What Are Genetically Modified Organisms?



Genetic modification. Two simple words, but the controversy is palpable. Humans have been playing with genetics ever since we began domesticating wolves and planting our own crops. The modifications we do these days, however, are far more sophisticated and often take place in a lab, which might be the reason behind the fear. To dispel some of that fear, let’s talk about what genetically modified organisms really are.

1. What are genetics?
When we talk about genetic modification, what do we mean? Genetics refer to the genetic code of living organisms, which is basically a set of rules. These rules dictate how an organism’s cells will translate encoded genetic materials into proteins, and these proteins become functional molecules that have a heck of a lot of jobs. Genetic modification means altering these rules using genetic engineering.



2. What counts as modification?
There are many different modification, or genetic engineering, methods. Past methods were selective breeding, which was used to both create different dog breeds and produce crops with desired traits. Humans have been doing this for so long, most of the crops we have today would be unrecognizable were we to travel in the past to find the “original” versions. An iconic example of this is corn, which we’ve selectively bred to be 1,000 times larger than its wild counterpart. Today, modification methods include inserting genes from one organism into another, as well as directly altering the genome.

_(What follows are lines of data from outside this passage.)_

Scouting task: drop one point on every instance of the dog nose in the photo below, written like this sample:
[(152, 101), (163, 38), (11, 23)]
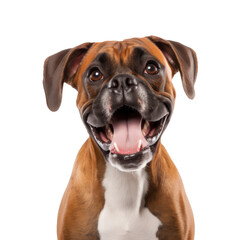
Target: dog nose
[(122, 82)]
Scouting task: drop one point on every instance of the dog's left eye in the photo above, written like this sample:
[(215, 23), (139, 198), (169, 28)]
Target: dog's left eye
[(151, 68), (95, 75)]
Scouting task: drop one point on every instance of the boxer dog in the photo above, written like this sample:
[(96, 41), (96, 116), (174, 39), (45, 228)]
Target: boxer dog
[(124, 185)]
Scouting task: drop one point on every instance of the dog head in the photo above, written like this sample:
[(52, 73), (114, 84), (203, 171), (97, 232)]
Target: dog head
[(125, 92)]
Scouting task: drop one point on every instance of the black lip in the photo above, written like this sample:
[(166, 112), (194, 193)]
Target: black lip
[(131, 161), (105, 146)]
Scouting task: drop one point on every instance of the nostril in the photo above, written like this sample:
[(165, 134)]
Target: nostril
[(131, 82), (114, 83)]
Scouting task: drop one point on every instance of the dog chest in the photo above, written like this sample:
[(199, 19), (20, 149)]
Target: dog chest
[(124, 215)]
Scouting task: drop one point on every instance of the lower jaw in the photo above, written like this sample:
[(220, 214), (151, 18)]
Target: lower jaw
[(130, 162)]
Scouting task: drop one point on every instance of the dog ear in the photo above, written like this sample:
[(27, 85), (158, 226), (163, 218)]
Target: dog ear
[(59, 68), (181, 58)]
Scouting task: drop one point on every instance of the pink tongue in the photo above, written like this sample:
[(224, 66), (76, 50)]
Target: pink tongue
[(127, 137)]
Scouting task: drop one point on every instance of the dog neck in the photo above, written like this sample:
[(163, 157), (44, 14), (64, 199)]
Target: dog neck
[(125, 190), (124, 215)]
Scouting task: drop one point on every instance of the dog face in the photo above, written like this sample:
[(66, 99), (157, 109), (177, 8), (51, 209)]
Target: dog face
[(125, 92)]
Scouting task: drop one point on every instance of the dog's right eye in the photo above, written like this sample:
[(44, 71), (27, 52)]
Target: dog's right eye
[(95, 75)]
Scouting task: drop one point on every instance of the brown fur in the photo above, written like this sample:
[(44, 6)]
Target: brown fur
[(83, 199)]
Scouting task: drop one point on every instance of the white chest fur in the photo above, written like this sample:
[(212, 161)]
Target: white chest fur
[(124, 216)]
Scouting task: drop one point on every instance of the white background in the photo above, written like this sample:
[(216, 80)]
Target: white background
[(38, 147)]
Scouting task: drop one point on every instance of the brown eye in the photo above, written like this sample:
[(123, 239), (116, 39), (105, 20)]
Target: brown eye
[(96, 75), (151, 69)]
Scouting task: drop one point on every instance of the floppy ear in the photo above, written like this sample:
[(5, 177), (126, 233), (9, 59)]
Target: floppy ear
[(59, 68), (181, 58)]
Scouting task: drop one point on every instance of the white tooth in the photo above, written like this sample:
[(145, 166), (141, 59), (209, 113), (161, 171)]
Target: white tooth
[(116, 147), (145, 127), (109, 132), (139, 145)]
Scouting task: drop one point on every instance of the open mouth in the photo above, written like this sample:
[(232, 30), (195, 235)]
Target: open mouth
[(127, 133)]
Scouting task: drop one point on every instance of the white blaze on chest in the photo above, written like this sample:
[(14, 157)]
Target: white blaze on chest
[(124, 216)]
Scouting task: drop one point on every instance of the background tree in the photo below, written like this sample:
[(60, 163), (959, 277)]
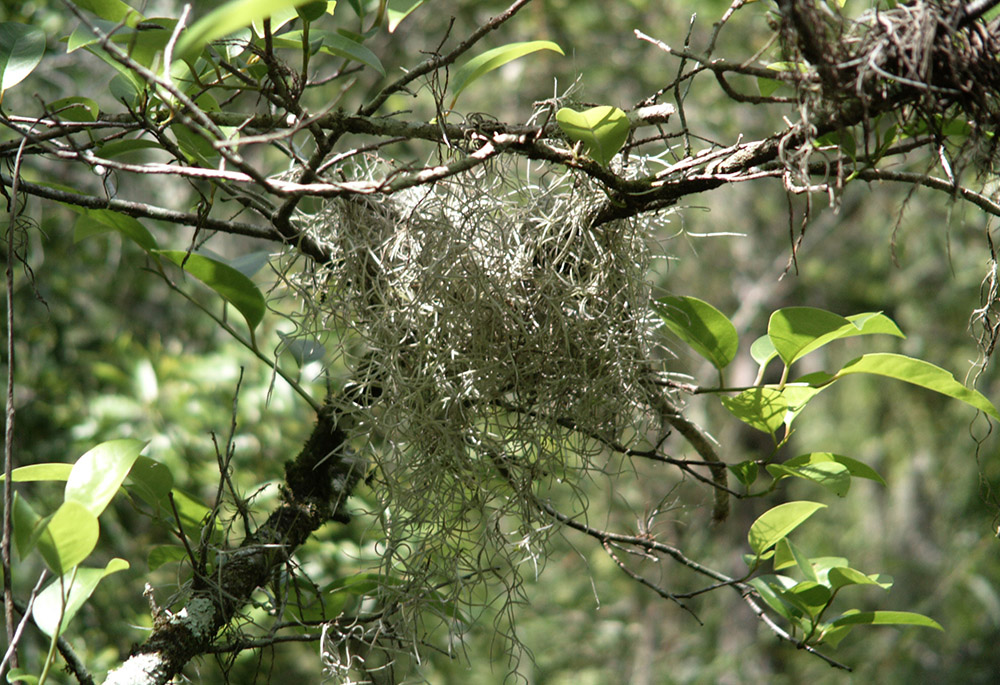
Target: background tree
[(465, 295)]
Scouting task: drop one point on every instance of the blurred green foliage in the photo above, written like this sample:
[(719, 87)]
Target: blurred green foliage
[(106, 350)]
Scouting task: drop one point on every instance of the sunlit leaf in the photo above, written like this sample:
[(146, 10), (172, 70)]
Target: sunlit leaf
[(23, 520), (809, 596), (886, 618), (399, 10), (853, 466), (75, 108), (69, 537), (37, 472), (110, 10), (233, 286), (843, 576), (150, 480), (97, 221), (332, 43), (797, 331), (493, 59), (99, 473), (745, 472), (21, 49), (602, 130), (829, 474), (701, 326), (165, 554), (778, 522), (50, 602), (226, 19), (919, 372)]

3. Why is genetic modification considered an issue?
As you can see, we’ve been genetically modifying organisms for most of human history. The only difference is that now, we’re doing it in a lab using more advanced science and less trial-and-error. One would think this would make us more receptive to the idea, but many people take issue with the idea of “messing with nature.” The fact is, despite how many may protest, there is no evidence to suggest that GMOs are unsafe. They’re just different, and as history shows us time and again, that which is different is often feared.